After a few days of a struggle with a complexity of Ping Federate, we managed to turn on SSO, make a nice redirection loop via mentioned ADFS. Returned SAML had everything we needed and Windchill said ”Error 500”.
A more thorough study of documents revealed that SSO with ADFS is definitely supported by Windchill, but creating a new user based on ADFS SAML response is not. Windchill needs user base for comparison, and this can be provided by querying domain’s controller with Idap, best with SSL.
We’ve got infrastructure deployed in AWS and domain controllers in customer’s server rooms. Exposing the controller to the world is not going to work with Security Team, but we have to query them somehow.
Let’s connect to a customer with VPN and query controllers through the tunnel with secure Idaps. But not to make things too easy, a few environments are already deployed in AWS, each of them in different VPC and each of them has to get to AD with its query. Each VPC with different subnet, overlapping customers on-prem networks.
What to do? How to manage?
There were a lot of options (the following are just a few of them):
- Use Transit Gateway and make NAT on the customer’s side
Unfortunately, already deployed VPCs have the same IP addresses as customer had in their network. It’s not that it cannot be dealt with, but the time was running out and playing with routing in a global organization could take years.

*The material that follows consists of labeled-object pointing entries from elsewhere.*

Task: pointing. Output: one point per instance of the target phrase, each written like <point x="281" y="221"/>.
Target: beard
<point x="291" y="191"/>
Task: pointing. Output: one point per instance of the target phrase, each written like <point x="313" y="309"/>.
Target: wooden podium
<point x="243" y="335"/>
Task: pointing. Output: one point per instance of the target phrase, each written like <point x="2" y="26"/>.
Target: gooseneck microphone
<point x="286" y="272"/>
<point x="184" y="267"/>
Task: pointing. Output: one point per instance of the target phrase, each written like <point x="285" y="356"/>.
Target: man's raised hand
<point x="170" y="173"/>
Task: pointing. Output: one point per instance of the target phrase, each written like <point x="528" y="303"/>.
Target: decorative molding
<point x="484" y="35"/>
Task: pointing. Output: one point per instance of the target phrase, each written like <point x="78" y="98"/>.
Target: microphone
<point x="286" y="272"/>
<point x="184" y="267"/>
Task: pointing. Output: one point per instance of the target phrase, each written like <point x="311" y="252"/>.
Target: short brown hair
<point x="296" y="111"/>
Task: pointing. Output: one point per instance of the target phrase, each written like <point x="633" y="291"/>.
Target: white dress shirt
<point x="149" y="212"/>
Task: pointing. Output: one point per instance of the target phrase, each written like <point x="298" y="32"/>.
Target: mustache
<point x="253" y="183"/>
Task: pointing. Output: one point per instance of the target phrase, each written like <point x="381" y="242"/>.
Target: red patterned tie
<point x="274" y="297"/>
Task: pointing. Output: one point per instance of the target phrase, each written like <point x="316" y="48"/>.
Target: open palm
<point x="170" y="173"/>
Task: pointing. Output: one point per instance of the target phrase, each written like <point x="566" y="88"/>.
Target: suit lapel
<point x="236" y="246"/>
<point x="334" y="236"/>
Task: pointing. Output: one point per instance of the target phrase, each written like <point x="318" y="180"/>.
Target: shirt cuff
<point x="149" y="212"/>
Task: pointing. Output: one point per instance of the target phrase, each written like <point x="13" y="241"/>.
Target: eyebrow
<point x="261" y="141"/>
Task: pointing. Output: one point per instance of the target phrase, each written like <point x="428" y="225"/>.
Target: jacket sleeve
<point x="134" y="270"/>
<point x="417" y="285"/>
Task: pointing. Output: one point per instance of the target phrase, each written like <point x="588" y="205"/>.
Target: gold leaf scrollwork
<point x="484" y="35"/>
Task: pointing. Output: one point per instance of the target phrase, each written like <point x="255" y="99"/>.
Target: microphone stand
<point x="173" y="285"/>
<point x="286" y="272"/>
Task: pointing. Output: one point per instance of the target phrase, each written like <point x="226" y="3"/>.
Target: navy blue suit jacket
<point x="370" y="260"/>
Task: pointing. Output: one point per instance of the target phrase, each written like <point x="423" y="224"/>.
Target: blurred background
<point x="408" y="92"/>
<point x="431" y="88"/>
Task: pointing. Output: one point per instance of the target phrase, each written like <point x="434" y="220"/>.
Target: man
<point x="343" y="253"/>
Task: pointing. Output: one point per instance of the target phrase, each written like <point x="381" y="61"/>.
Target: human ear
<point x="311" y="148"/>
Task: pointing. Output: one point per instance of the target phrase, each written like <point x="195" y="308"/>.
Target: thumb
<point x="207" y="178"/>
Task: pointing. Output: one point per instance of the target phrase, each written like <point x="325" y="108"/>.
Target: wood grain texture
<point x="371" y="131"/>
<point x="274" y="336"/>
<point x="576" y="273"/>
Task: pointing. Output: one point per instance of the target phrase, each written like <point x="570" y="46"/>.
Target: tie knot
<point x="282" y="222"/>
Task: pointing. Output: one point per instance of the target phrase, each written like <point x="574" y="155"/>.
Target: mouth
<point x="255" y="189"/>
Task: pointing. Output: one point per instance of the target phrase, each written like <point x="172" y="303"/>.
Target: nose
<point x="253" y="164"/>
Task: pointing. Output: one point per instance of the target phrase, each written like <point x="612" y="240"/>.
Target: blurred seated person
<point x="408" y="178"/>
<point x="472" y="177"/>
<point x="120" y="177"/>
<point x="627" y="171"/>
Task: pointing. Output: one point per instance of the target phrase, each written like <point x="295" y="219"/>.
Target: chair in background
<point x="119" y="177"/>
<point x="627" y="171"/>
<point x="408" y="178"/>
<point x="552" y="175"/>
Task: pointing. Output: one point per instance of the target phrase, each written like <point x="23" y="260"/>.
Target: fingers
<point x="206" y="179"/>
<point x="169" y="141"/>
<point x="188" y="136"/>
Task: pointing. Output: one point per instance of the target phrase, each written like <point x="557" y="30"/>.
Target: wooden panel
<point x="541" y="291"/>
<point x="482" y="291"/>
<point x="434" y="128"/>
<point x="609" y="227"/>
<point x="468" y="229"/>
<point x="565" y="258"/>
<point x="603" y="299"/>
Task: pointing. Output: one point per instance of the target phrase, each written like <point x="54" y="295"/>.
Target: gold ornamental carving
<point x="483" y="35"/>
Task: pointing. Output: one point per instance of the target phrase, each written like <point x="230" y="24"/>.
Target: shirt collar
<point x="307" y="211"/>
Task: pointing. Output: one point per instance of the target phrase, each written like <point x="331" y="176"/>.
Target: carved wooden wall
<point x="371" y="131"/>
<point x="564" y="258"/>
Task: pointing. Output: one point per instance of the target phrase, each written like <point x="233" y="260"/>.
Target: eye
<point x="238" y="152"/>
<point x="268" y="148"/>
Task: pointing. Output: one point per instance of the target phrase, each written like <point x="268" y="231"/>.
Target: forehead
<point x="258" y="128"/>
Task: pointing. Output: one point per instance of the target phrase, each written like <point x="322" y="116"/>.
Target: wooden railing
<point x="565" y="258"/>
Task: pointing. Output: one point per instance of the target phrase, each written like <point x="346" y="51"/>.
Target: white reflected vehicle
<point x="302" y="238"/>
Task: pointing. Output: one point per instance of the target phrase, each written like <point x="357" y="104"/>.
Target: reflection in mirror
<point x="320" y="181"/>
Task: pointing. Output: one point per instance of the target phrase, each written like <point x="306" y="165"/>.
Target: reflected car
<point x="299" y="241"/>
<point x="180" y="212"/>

- Add a new VPC with network IP address range, which the customer does not have yet, do the routing, peering between already deployed VPSs to new one, add VPN Gateway to this VPC and voila.
A short presentation in PowerPoint, which shed some light to the problem in the customer’s eyes, resulted in making a decision about creating a new VPC, doing the routing, peering VPCs, connecting VPN and deploy AWS Directory Service in Shared VPC.
The great mystery of querying one domain for objects from another one with established Trust Relationship is still mystery. A little failure. Not even mentioning settings in Trust Relationship between the domains.
In the meantime, not to block the development of some additional tools, we set standard Amazon Linux in Shared VPC, and using a simple SSH tunneling, we skipped a few limitations related with the lack of transit VPC in AWS.
Another try was setting a read-only domain controller in AWS. This solution provided the access to the application even in case of problems with VPN tunnels. Organizing VPN went surprisingly well and, basically, it worked with the first one so it was left this way.
We have already had it, read-only domain controller, it could be queried with Idap and everything was fine, but not for the customer’s Security, which had agreed for this scenario before. What to do, Security knows better and they will not give us a public key for the internal CA, because it’s not a public key, just the internal one – ohh, the great PKI mystery.
Driven by some emotions, we decided that we’ve had enough of this ‘dance’. Fast review of the situation:
- VPC connected via VPN with customer’s network – check
- Credentials to log on to AD through ldap – check
What’s missing?
Something like ldap proxy for Active Direcotry. We’re setting something like that in Shared, we’re throwing ldap queries into this proxy, it redirects us smoothly to customer’s AD and we’re successful.
Another 5 hours of attempts and ta-dah! – it’s working! OpenLDAP works. Verification in Windchill and the problem’s gone. EC2 with OpenLdap works and… actually it’s boring.
Hmm, maybe we should put it into a docker container?
Hmm, maybe we should run the container in ECS?
Hmm, generally wd don’t need persistent storage, so maybe Fargate?
Building a container with LDAP Proxy on CentOS is basically just a few lines. Later on, a quick upload to ECR, task definition and service can be created.
But how to direct the traffic to the service? IP will be different every time container restarts. Maybe through LoadBalancer? – nope.
Defining Service, „Service Discovery” option can be used, which creates Hosted Zone in Route53 and updates A record, leading to the service – brilliant.
Now, it’s enough to associate VPC with Hosted Zone and shoot with Idaps queries to the name registered there.
Finally, not to pay special attention to that later on, it’s just enough to define an simple healthcheck, which will make ECS replace a broken container with a new one – within a minute.
What about the cost (without VPN)?
- First option with AWS AD Service – approximately $90/month
- Second option with EC2, which was the domain’s Controler in Read-Only mode – approximately $80/month
- Third option with a container in Fargate run mode – approximately $10 (0,25CPU of 1GB RAM)